Неаполитанец заметил его досаду.
– Signor, – отвечал он запинаясь… – ho
creduto… ho sentito… la vostra Eccelenza mi perdonera…[3]
– Что вам угодно? – повторил сухо Чарский.
– Я много слыхал о вашем удивительном таланте; я
уверен, что здешние господа ставят за честь оказывать всевозможное
покровительство такому превосходному поэту, – отвечал итальянец, – и
потому осмелился к вам явиться…
– Вы ошибаетесь, Signor, – прервал его
Чарский. – Звание поэтов у нас не существует. Наши поэты не пользуются
покровительством господ; наши поэты сами господа, и если наши меценаты (чорт их
побери!) этого не знают, то тем хуже для них. У нас нет оборванных аббатов,
которых музыкант брал бы с улицы для сочинения libretto.[4] У нас поэты не ходят пешком из дому в дом
выпрашивая себе вспоможения. Впрочем вероятно вам сказали в шутку будто я
великий стихотворец. Правда я когда-то написал несколько плохих эпиграмм, но
слава богу с г<осподами> стихотворцами ничего общего не имею и иметь не
хочу.
Бедный итальянец смутился. Он поглядел вокруг себя.
Картины, мраморные статуи, бронзы, дорогие игрушки, расставленные на готических
этажерках, – поразили его. Он понял, что между надменным dandy,[5] стоящим перед ним в
хохлатой парчевой скуфейке, в золотистом китайском халате, опоясанном турецкой
шалью, и им, бедным кочующим артистом, в истертом галстуке, и поношенном фраке,
ничего не было общего. Он проговорил несколько несвязных извинений, поклонился
и хотел выдти. Жалкий вид его тронул Чарского, который, вопреки мелочам своего
характера, имел сердце доброе и благородное. Он устыдился раздражительности
своего самолюбия.
– Куда ж вы? – сказал он итальянцу. –
Постойте… Я должен был отклонить от себя незаслуженное титло <и>
признаться вам, что я не поэт. Теперь поговорим о ваших делах. Я готов вам
услужить, в чем только будет возможно. Вы музыкант?
– Нет, eccelenza![6] –
отвечал итальянец; – я бедный импровизатор.
– Импровизатор! – вскрикнул Чарский, почувствовав
всю жестокость своего обхождения. – Зачем же вы прежде не сказали, что вы
импровизатор? – и Чарский сжал ему руку с чувством искреннего раскаяния.
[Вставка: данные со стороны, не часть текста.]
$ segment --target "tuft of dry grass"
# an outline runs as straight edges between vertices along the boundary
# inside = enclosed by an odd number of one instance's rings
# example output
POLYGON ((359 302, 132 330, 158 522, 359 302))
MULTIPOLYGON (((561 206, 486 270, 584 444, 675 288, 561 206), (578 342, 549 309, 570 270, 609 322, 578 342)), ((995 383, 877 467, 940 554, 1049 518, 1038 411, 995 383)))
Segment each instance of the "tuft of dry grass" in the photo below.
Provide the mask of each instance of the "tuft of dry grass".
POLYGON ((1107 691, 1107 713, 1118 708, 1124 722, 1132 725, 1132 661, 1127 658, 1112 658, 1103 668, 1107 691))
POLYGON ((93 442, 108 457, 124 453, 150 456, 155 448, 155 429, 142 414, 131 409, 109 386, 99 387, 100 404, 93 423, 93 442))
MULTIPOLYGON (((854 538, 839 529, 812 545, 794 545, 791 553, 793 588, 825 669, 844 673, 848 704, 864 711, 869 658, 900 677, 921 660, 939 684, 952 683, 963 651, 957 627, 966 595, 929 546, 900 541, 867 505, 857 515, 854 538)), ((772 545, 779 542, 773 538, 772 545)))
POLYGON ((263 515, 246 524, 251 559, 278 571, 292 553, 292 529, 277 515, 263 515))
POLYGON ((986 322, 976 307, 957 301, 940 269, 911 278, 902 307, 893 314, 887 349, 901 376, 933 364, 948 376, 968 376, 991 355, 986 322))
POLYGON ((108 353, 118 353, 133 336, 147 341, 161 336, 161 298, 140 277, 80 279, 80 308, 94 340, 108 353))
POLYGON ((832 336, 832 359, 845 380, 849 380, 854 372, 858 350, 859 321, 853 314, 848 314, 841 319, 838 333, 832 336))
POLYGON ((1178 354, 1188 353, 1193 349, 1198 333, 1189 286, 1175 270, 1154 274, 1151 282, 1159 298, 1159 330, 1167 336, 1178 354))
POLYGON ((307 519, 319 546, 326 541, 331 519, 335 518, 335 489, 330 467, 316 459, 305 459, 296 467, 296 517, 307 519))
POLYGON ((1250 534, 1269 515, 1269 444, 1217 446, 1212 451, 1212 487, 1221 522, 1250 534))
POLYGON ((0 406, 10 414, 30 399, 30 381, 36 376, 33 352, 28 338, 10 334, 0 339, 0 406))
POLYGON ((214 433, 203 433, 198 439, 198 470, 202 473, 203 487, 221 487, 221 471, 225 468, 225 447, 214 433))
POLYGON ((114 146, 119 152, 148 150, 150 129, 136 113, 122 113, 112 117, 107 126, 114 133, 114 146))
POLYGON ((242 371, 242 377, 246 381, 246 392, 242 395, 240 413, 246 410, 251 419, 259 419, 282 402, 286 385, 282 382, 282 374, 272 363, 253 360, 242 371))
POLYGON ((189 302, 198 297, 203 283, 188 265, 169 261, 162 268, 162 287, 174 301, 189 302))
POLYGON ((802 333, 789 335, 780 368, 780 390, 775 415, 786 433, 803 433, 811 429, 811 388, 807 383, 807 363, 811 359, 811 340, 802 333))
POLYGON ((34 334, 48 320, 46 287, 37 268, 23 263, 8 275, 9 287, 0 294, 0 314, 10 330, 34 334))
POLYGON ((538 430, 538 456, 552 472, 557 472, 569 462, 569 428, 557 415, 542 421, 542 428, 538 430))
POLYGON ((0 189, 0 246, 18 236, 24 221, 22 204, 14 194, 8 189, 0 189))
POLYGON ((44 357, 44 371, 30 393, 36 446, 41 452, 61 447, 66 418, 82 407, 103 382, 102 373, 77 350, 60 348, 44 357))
Дружеский вид его ободрил италиянца. Он простодушно
разговорился о своих предположениях. Наружность его не была обманчива; ему
деньги были нужны; он надеялся в России кое-как поправить свои домашние
обстоятельства. Чарский выслушал его со вниманием.
– Я надеюсь, – сказал он бедному
художнику, – что вы будете иметь успех: здешнее общество никогда еще не
слыхало импровизатора. Любопытство будет возбуждено; правда италиянский язык у
нас не в употреблении, вас не поймут; но это не беда; главное – чтоб вы были в
моде.
– Но если у вас никто не понимает итальянского
языка, – сказал призадумавшись импровизатор, – кто ж поедет меня
слушать?
– Поедут – не опасайтесь: иные из любопытства,
другие, чтоб провести вечер как-нибудь, третьи, чтоб показать, что понимают
итальянский язык; повторяю, надобно только, чтоб вы были в моде; а вы уж будете
в моде, вот вам моя рука.
Чарский ласково расстался с импровизатором, взяв себе его
адрес, и в тот же вечер он поехал за него хлопотать.